Thankyou for your reply. Inside the HDMI cable, 3 other twisted pair are used to carry the same signal but not at the same time. I use a switch on main board to send signal to only one pair at one time. But there is DC signal on five other wires, which I use as control signal for switches on my module board, which is either 4V or 0V. These DC signals dont switch very fast and change with a minimum delay of 5 miliseconds. Also, I have one wire carrying 4 V DC as power signal for module board and one wire carrying ground signal.

If I leave the shield disconnected, will it still protect from external noise sources?
 

AlbertHall

Joined Jun 4, 2014
12,346
The fact that it is a twisted pair provides good protection. The other wires, whether connected to 4V or 0V will impose extra capacitance on the pair.
 

Thread Starter

Kirti Sharma

Joined Jun 8, 2016
10
The fact that it is a twisted pair provides good protection. The other wires, whether connected to 4V or 0V will impose extra capacitance on the pair.
okay that I understand. But what about the shield? If I leave the shield disconnected, how will it still protect from external noise sources?
 

Thread Starter

Kirti Sharma

Joined Jun 8, 2016
10
I was trying to find out how UTP works and read this somewhere that in the twisted pair, interference is induced to both the wires of the twisted pair which can be cancelled out when signal is measured in differential mode at the terminating equipment. If this is how UTP works, for my circuit I am not cancelling this common mode noise anywhere. The signal which passes through the twisted pair is just one signal and how will the interference cancel here automatically?

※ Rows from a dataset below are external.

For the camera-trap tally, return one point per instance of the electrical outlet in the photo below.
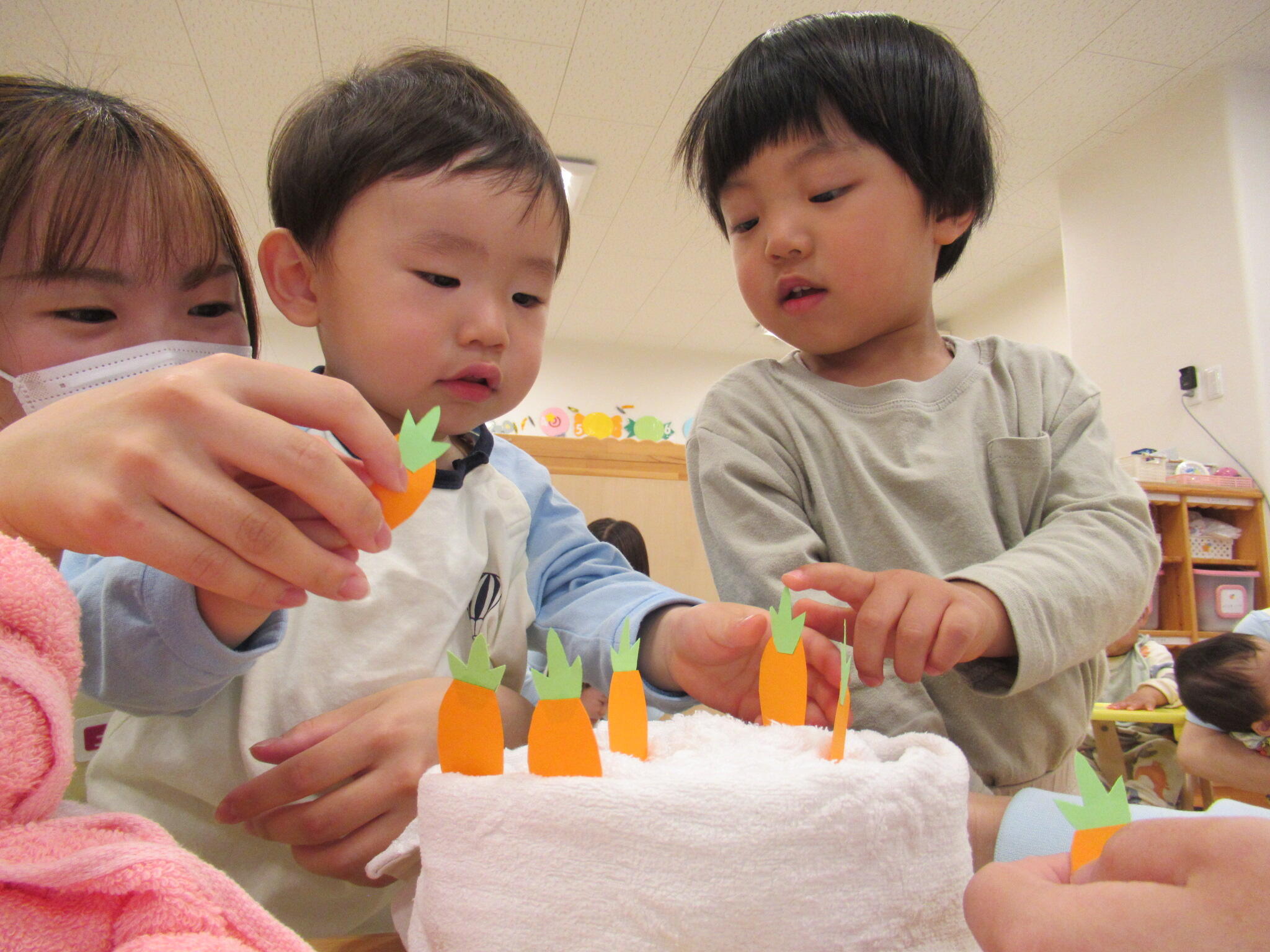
(1212, 382)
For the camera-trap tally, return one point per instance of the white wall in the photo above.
(1156, 270)
(1030, 309)
(591, 377)
(598, 379)
(1249, 118)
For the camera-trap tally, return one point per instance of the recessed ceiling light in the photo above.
(577, 174)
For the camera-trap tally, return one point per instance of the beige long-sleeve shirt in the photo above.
(998, 470)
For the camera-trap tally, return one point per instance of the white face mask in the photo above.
(40, 389)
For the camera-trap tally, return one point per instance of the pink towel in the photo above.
(103, 881)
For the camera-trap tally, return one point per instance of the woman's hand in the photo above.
(153, 469)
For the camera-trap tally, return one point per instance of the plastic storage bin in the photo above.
(1222, 597)
(1152, 622)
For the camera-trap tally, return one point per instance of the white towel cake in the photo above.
(729, 837)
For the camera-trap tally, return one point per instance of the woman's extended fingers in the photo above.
(347, 858)
(322, 765)
(329, 818)
(257, 534)
(149, 534)
(305, 465)
(316, 402)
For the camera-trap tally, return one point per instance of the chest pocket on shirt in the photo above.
(1019, 470)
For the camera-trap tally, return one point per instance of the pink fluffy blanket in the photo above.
(99, 881)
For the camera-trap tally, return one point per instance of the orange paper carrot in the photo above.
(783, 669)
(1099, 818)
(628, 714)
(562, 742)
(470, 725)
(419, 454)
(842, 714)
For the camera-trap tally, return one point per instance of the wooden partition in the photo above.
(641, 482)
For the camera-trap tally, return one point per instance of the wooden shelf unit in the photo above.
(1170, 509)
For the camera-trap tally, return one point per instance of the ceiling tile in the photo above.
(1036, 205)
(615, 148)
(1080, 99)
(533, 71)
(586, 234)
(554, 23)
(353, 32)
(666, 315)
(257, 58)
(598, 324)
(1176, 32)
(133, 29)
(1021, 43)
(614, 284)
(629, 58)
(655, 220)
(659, 162)
(30, 43)
(175, 92)
(704, 266)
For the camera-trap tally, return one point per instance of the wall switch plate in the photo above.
(1212, 382)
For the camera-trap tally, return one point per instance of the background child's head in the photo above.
(625, 537)
(842, 98)
(113, 232)
(1226, 682)
(422, 220)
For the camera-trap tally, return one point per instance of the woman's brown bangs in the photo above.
(169, 215)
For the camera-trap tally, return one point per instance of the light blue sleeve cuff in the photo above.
(1193, 719)
(1034, 827)
(178, 622)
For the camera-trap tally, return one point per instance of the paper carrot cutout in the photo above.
(419, 454)
(628, 714)
(562, 742)
(1098, 819)
(783, 669)
(842, 714)
(470, 725)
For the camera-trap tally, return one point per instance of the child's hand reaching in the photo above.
(923, 624)
(713, 651)
(1145, 699)
(363, 762)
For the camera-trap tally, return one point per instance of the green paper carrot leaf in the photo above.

http://www.cablinginstall.com/artic...shooting/how-utp-deals-with-interference.html

upload_2016-6-9_13-18-42.png
 
Twists reduce EMI when differentially driven
Shielding reduces RFI
Shield at one end only - usually the source

You will need to do an ope/short calibration to cancel the effect of the cable.
Impedance measuring usually uses a force/sense scheme.
 

Thread Starter

Kirti Sharma

Joined Jun 8, 2016
10
Shielding reduces RFI
Shield at one end only - usually the source

You will need to do an open/short calibration to cancel the effect of the cable.
Impedance measuring usually uses a force/sense scheme.
Shielding reduces RFI so I should connect shield to ground even though my shield and and my signal reference are at different potentials?

At the moment I calibrate system on few known impedances which are also on the second module pcb and then measure an unknown impedance which is also on the module pcb. This I thought would cancel the effect of cable but it only works till a particular frequency. At frequencies greater than 30KHz, the system behavior saturates in a way that all values higher than 500 KOhm are measured as around 500 Kohm. It seems there is some leakage noise current into the system but I dont exactly know what is happening.
could you please tell a bit about how would open/short calibration help?